We brewed a DIPA yesterday as part of our "Extending the Seasons" class and used 1oz of Cascade (pellet) @ 165F and then went through 2oz of leaf (hop rocket)

As far as getting the best hop aroma around flameout, what temp does everyone use for the hop rocket/back?
 
Definitely great thread!

We brewed a DIPA yesterday as part of our "Extending the Seasons" class and used 1oz of Cascade (pellet) @ 165F and then went through 2oz of leaf (hop rocket)

As far as getting the best hop aroma around flameout, what temp does everyone use for the hop rocket/back?

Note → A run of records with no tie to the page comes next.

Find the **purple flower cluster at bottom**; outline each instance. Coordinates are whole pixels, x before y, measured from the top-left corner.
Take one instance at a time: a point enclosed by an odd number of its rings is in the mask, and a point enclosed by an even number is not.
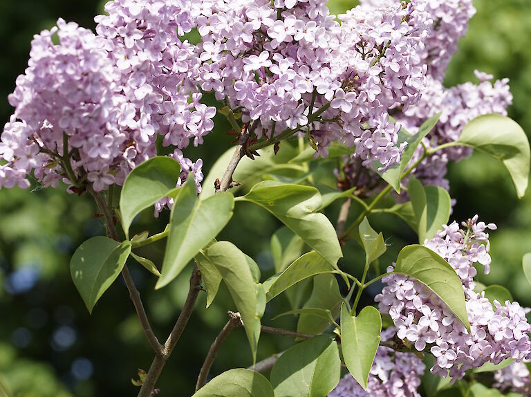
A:
[[[389,328],[382,332],[382,340],[387,340],[396,332]],[[426,367],[411,353],[395,352],[380,346],[371,369],[367,390],[347,374],[328,397],[420,397],[417,388]]]
[[[509,301],[502,304],[494,300],[493,307],[484,293],[474,291],[474,264],[483,265],[488,273],[491,259],[485,230],[496,228],[477,220],[476,216],[463,222],[464,230],[454,222],[425,243],[460,278],[470,333],[438,297],[410,277],[384,277],[387,285],[375,298],[380,311],[393,319],[397,336],[416,350],[430,351],[436,359],[431,371],[442,377],[449,375],[453,380],[487,362],[499,364],[509,358],[517,362],[531,358],[531,325],[527,322],[526,311],[518,302]],[[389,266],[388,270],[392,270]]]

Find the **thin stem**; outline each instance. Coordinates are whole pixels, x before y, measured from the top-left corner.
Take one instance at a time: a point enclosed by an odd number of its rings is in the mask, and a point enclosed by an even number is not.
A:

I've never used one. Do you have good results? I figure that cold hopping before fermentation results in a loss of flavor due to carbonation. That's the urban legend anyways. I'm thinking of doing a controlled experiment to prove/disprove
 
I've never used one. Do you have good results? I figure that cold hopping before fermentation results in a loss of flavor due to carbonation. That's the urban legend anyways. I'm thinking of doing a controlled experiment to prove/disprove

Definitely keep us posted. I've gotten great flavor and aroma from late additions without dry hopping but it seems unpredictable.
 
The lower the temperature, the longer it takes to extract the aromatic oils. So a hop stand at 140* for 20 minutes might be similar to a hop stand at 110* for 45 minutes or a hop stand at 160* for 10 minutes.

He didn't recommend a time period for a hop stand at 110*. Damn it!